Monsieur X est propriétaire d’un immeuble. Cet immeuble a été donné en location à Madame Y qui y a exploité un club privé.

A partir d'une certaine époque, madame Y n'a plus payé régulièrement ses loyers. Aussi, monsieur X a mandaté son conseil d'assigner sa locataire et d'entendre résilier, aux torts de celle-ci, la convention de bail.

Par jugement du 4 mars 1996, le Tribunal de céans, compte tenu des efforts accomplis par madame Y, lui a accordé une toute dernière chance de ne pas résilier à ses torts la convention de bail. Cependant, les manquements dans l'exécution des paiements des loyers ont persisté.

De ce fait, par décision du 30 novembre 1998, le juge a prononcé la résiliation du bail et a condamné madame Y au paiement d'arriérés de loyers et d'une indemnité de relocation.

Dans l'intervalle, le receveur communal de Liège a informé monsieur X qu'il avait adressé à sa locataire un avertissement-extrait de rôle de la taxe sur les serveuses et qu'à défaut d'en obtenir paiement de madame Y, monsieur X, en sa qualité de propriétaire, serait tenu de payer la taxe.

Par ailleurs, dans le courant de l'année 1994, madame Y a été victime d'un incendie. Celle-ci était assurée contre ce risque auprès de la Royale belge et des A.G. 1824. Par jugement du 16 juin 1999, la S.A. A.G. 1824 a été condamnée au paiement au profit de madame Y de la somme de 696.203 francs dont à déduire le montant des primes qu'elle a omis de réclamer.

Madame Y, après avoir perçu cette indemnité, a, dans le courant du mois d'août 1999, fait aveu de faillite.

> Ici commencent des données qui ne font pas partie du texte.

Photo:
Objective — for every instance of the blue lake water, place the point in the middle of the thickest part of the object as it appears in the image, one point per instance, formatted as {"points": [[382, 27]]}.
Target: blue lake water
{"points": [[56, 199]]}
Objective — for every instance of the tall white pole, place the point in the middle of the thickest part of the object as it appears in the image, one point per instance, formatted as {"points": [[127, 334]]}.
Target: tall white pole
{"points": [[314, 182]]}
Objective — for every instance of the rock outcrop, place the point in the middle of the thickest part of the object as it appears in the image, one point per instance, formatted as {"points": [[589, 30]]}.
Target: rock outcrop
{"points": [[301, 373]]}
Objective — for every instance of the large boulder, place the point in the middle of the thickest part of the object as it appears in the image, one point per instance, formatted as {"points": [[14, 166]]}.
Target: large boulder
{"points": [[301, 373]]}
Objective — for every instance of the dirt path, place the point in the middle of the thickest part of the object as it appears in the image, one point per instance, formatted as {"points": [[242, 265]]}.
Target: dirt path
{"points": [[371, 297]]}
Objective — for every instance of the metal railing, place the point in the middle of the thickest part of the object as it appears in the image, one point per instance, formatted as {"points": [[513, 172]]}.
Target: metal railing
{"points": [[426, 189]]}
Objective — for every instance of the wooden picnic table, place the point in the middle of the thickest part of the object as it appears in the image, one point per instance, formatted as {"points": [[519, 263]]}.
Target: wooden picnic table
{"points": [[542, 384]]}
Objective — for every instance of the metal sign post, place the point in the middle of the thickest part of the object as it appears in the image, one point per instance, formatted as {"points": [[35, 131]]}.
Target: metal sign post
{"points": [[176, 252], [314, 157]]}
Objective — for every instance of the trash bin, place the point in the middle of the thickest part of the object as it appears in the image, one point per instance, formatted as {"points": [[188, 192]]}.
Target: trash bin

Actuellement, monsieur X reproche à son conseil de ne pas avoir pratiqué une saisie en vue de rendre indisponible les indemnités que la compagnie d'assurances A.G. 1824 devait à madame Y, et ce, aux fins d'acquitter la taxe communale sur les bars ...

 

Décision du Tribunal de première instance

Le Tribunal de première instance rappelle, tout d’abord, que dans la défense d'un client, un avocat est régulièrement confronté à des choix stratégiques.

Il rappelle également que la question de la responsabilité professionnelle d'un conseil est susceptible de se poser, s'il s'avère ultérieurement qu'il n'a pas choisi la meilleure stratégie. Cependant, l'avocat dispose d'une liberté de choix stratégique et ne peut procéder qu'à un contrôle marginal. Il faut, par conséquent, apprécier la stratégie mise en place par le conseil en prenant en considération l'ensemble des éléments du litige et en se replaçant au moment où il a fait son choix.

Selon le Tribunal, il ne peut être reproché au conseil d'avoir opté pour la stratégie qui, à ses yeux, présentait le moins de difficultés d'ordre juridique, était la moins onéreuse et la plus efficiente.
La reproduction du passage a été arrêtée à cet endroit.